Enxaguante bucal faz mal ao coração? Veja o que dizem as pesquisas


Vídeos nas redes sociais afirmam que o uso de enxaguante bucal poderia aumentar a pressão arterial

Enxaguante bucal — Foto: Freepik

Vídeos nas redes sociais afirmam que o uso de enxaguante bucal poderia aumentar a pressão arterial e, por consequência, prejudicar a saúde do coração. A explicação apresentada nessas publicações é que o produto eliminaria bactérias “boas” da boca, essenciais para o sistema cardiovascular. A relação, porém, é mais complexa.

Estudos indicam que o ponto de atenção não está no uso rotineiro de enxaguantes comuns, mas no uso frequente e prolongado de fórmulas altamente antissépticas, especialmente as que contêm clorexidina, substância geralmente indicada por dentistas em situações específicas.

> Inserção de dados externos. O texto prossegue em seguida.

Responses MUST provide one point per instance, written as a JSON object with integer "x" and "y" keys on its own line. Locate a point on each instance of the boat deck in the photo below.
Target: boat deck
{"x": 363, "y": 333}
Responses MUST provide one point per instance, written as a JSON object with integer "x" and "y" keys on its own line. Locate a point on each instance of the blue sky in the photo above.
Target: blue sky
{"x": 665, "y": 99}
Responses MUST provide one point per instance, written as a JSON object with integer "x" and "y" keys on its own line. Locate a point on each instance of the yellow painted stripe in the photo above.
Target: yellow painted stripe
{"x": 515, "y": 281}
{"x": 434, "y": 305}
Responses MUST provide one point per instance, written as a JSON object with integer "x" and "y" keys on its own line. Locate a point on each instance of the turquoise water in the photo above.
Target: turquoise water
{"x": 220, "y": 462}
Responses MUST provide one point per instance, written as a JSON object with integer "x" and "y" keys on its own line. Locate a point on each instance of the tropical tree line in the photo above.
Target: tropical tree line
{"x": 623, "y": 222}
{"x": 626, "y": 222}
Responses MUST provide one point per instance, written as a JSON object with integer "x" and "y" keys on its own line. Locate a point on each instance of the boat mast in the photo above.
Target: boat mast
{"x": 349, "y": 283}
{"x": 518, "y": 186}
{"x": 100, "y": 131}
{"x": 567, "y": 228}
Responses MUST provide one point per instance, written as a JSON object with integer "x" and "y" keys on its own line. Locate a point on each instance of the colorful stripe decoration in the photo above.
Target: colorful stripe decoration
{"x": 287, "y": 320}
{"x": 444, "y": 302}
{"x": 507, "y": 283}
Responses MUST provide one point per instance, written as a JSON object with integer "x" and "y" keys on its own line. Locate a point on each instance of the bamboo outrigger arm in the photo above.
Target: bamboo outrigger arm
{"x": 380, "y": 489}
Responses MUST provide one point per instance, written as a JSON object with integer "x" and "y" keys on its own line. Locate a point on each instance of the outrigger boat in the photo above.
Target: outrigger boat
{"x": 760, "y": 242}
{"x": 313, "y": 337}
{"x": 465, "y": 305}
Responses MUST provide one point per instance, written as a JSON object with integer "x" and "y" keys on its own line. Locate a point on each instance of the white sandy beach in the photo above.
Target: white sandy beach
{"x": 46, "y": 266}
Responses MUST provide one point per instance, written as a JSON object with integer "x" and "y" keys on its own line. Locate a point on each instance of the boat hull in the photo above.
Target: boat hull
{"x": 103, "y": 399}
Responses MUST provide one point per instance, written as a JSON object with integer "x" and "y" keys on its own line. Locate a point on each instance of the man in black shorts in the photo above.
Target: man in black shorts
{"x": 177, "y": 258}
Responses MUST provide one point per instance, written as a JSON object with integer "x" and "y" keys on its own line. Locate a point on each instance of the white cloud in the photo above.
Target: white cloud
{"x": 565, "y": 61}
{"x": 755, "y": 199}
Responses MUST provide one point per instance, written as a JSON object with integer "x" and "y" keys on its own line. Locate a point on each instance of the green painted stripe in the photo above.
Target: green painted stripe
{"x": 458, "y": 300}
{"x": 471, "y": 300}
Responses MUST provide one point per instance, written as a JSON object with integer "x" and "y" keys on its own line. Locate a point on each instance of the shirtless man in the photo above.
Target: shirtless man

A boca abriga um microbioma diverso e equilibrado, formado por diferentes bactérias que ajudam a conter microrganismos associados a doenças, participam de funções metabólicas importantes e contribuem não apenas para a saúde bucal, mas para o organismo como um todo.

Entre essas funções, uma das mais relevantes é a conversão do nitrato presente na alimentação, sobretudo em vegetais de folhas verdes, em nitrito. Após ser engolido, esse nitrito é transformado pelo organismo em óxido nítrico, molécula fundamental para a dilatação dos vasos sanguíneos e para a regulação da pressão arterial.

Foi justamente esse mecanismo que chamou a atenção de pesquisadores liderados por Nathan Bryan, PhD, da Baylor College of Medicine, nos Estados Unidos. Em um estudo com 26 adultos saudáveis, a equipe observou que o uso de enxaguante com clorexidina duas vezes ao dia durante uma semana alterou a microbiota oral, reduziu a atividade de bactérias ligadas à produção de óxido nítrico e esteve associado a aumento da pressão sistólica.

Achados mais recentes reforçam a mesma linha. Um estudo publicado no Journal of Oral Microbiology comparou a clorexidina a um enxaguante à base de própolis em 45 voluntários saudáveis. Os pesquisadores concluíram que a clorexidina prejudicou significativamente a atividade das bactérias produtoras de nitrito, enquanto a própolis teve impacto bem menor e não mostrou o mesmo efeito sobre esse sistema.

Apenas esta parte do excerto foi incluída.